Good thing that changing the log compression setting erased the older logs.
Well, good for me now, otherwise I'd be not happy for these deletions. Guess it would be too time consuming to program a routine that decompresses and recompresses the old logs in the new desired state, if at all (with setting "none").Can test 2.5.2 on the slowest box, as it is the easiest to restore in case of bork. But didn't see anything seemingly related to this on the public Redmine issues for 2.5.2. Missing something?
-
@johnpoz A box protecting a heavily attacked, publicly NAT-ed daemon, let's say. Details in the other reply.
-
@stephenw10 My guess is that the code reading the logs is tightly coupled with the PHP web render thread, effectively crippling the GUI. If it weren't, I'd have no problem with logs loading slowly, but now in the best case it's a looong delay, in the worst case it's a HTTP 504 displayed.
-
@johnpoz "Log firewall default blocks" is enabled. Wonder if it's there enabled by default, the UI doesn't tell. <-- point to improve the interface perhaps.
Only a few reject and deny rules tied to pfBlocker's Feodo abuse list are logged, however those caught in total less than 10 MB since last box reboot nine hours ago.
No pass rules traffic is logged. It would cripple the storage, terabytes a day pass through pf.I guess your second definition of spam applies here, assisted by the snort2c table populated by Suricata.
Both the slowest and fastest box push 50 to 300 Mbps constantly, so that'd be the culprit for the logs' size.
However, my main concern is that coupling between log reading and webpage generation or loading, in both the dashboard widget and the system logs -> firewall page.
-
@e-1-1 said in 2.5.1-RELEASE - Dashboard's "Firewall logs" widget kills the CPU and effectively DoS's the GUI:
Wonder if it's there enabled by default
Yeah logging default block is on by default.
-
@e-1-1 :
Yeah logging default block is on by default.
Being DOSsed means (to me) : instead of using the firewall widget, have the logs send to a 'remote' log server which is more capable of handling 'huge' quantities of log lines.

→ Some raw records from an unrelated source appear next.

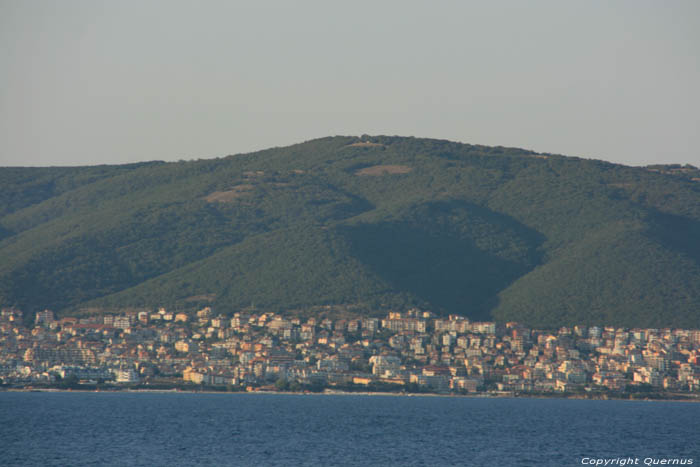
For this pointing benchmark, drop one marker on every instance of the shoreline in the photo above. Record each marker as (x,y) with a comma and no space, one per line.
(690,398)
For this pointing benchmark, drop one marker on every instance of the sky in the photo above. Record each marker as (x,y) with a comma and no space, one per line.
(107,82)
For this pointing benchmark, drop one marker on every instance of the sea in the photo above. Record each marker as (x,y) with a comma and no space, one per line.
(202,429)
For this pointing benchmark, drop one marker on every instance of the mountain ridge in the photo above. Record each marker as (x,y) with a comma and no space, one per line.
(374,221)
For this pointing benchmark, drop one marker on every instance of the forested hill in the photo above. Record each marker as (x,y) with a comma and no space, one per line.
(369,222)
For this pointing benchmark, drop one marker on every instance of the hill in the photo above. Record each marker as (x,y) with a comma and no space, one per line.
(369,223)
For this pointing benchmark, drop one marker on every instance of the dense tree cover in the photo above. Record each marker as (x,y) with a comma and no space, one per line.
(488,232)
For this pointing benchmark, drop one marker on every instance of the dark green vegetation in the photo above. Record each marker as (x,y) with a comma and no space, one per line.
(485,232)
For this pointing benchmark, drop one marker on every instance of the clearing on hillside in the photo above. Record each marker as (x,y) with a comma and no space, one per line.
(376,170)
(230,195)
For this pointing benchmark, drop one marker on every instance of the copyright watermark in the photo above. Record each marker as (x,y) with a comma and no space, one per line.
(622,461)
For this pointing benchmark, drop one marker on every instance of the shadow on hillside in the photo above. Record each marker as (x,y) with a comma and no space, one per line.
(678,233)
(455,256)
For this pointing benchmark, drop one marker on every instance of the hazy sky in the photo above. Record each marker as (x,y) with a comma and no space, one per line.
(88,82)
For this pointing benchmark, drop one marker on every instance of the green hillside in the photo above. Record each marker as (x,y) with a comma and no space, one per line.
(372,222)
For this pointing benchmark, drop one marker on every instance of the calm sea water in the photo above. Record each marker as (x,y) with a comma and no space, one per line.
(173,429)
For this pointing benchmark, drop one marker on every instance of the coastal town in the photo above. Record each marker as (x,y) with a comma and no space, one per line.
(413,351)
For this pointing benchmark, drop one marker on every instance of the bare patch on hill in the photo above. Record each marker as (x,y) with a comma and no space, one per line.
(230,195)
(364,144)
(377,170)
(201,298)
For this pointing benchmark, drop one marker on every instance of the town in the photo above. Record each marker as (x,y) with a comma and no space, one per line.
(413,351)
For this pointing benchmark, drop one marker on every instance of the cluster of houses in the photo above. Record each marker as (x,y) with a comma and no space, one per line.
(414,350)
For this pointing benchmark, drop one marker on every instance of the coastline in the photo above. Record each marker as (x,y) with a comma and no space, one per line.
(692,398)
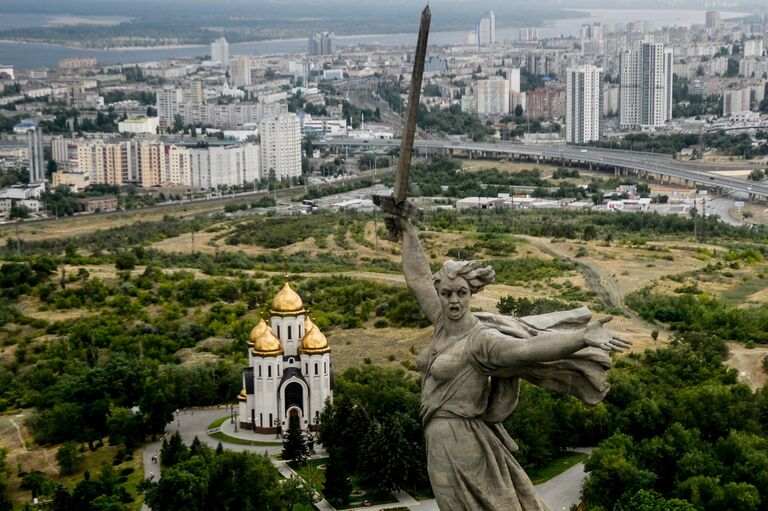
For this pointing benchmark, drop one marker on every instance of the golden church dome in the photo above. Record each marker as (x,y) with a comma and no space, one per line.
(257,331)
(287,301)
(314,342)
(267,345)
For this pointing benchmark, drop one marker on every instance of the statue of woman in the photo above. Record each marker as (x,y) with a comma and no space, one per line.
(471,375)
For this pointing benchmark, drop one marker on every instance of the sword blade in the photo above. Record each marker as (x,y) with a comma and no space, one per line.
(409,130)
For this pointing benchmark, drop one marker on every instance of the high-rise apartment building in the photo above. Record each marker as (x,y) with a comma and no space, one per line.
(583,104)
(486,29)
(513,75)
(528,34)
(240,71)
(646,86)
(168,99)
(322,43)
(492,96)
(35,153)
(592,41)
(220,51)
(712,20)
(281,145)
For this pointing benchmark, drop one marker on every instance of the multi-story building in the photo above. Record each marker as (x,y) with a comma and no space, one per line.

The firewall widget is nice, but as soon as things heat up, it will slow down the access to the default login page of pfsense = the dashboard. Not good ...
The widget is nice, for the days everything is calm and nothing is happening.And of course, uncheck the default block log :
as it will only learn you that IPv4 goes from 1.1.1.1 to 254.254.254.254 ;)
-
https://docs.netgate.com/pfsense/en/latest/monitoring/logs/settings.html#log-rotation-settings
Read the notes, especially on the compression settings.
-
@jimp Thanks for linking that.
Looks like "none" is indeed the way forward to improve page load performance, current compress ratio is beautiful:
[2.5.1-RELEASE][root@hostname]/var/log: zfs get compression,compressratio zroot/var NAME PROPERTY VALUE SOURCE zroot/var compression lz4 inherited from zroot zroot/var compressratio 8.32x -
Due to job "conditioning", let's say, that pushes me to get rid of root causes and find error avoidance methods, I gotta get the following paragraphs out of my mind and here, "on paper":
I'd hereby push for a GUI hint towards this "hey, don't choose any compression, you are already using a ZFS dataset with compression enabled and it's x.y% efficient, no need for further CPU cycles to be wasted."
As well, I'd push for this "Log Compression" setting to be disabled by default when an install is done on a ZFS filesystem/volume manager, if it's not already.
And for a "best practice" guide (one can dream, something like Cisco's wireless best practice page in their wireless controllers' web interface) directly in the GUI, after an upgrade a message could pop-up saying "hey we noticed you use ZFS, but have log compression enabled. It's not ideal. Wanna change to none? warning - all previously logs will be deleted. Yes/No".
To conclude, even with "none" set, neither the dashboard, nor the firewall log section load as fast as I'd like.
Yes, @Gertjan, log shipping to a SIEM is nice, however due to resource constraints not every box/cluster that I manage benefits from this. Therefore the need to at least be able to view the system logs -> firewall tab, unfortunately with blocked entries for statistics. Now that I got to this, another thing comes to mind - if the dashboard widget and system logs are set to retrieve the last, say, 250 log lines, why is the webpage generating code trying to read all the logs, including the older ones? If it starts to read the current filter.log and it has reached the line limit, it should stop there and then imo. Ah, another one for the PHP logic.From the first post, my wish was a decoupling between the page load code and the log filter load code. Hope this is possible to do, sometime in a later release.
-
@e-1-1 said in 2.5.1-RELEASE - Dashboard's "Firewall logs" widget kills the CPU and effectively DoS's the GUI:
zfs get compression,compressratio zroot/var
Your getting a better ratio than me.. I would assume that is because your logs are bigger? Lots more info that can be compressed for better overall ratio.
[21.05-RELEASE][admin@sg4860.local.lan]/: zfs get compression,compressratio zroot/var NAME PROPERTY VALUE SOURCE zroot/var compression lz4 inherited from zroot zroot/var compressratio 3.45x - [21.05-RELEASE][admin@sg4860.local.lan]/:
Or maybe you have other logs that compress better? I am not running any sort of ips, so there are none of those logs, etc.
-
@johnpoz I guess that's the case, filter.log reached a bigger size today.
/var/log: ls -alh filter* -rw------- 1 root wheel 378M Jun 8 01:41 filter.log
Not sure why it's not rotating though. Meh.. maybe after next reboot it sorts itself out.
Edit - or maybe I know?!
From one of my previous posts:
"Log Rotation Size (Bytes)" is default at 512000.
(can't find quote format button)
Actually, that field has no value, value 512000 is faintly visible there as a grey, washed out text. Do you think setting something there will trigger a log rotation sometime in the future via a built-in cron job or something similar?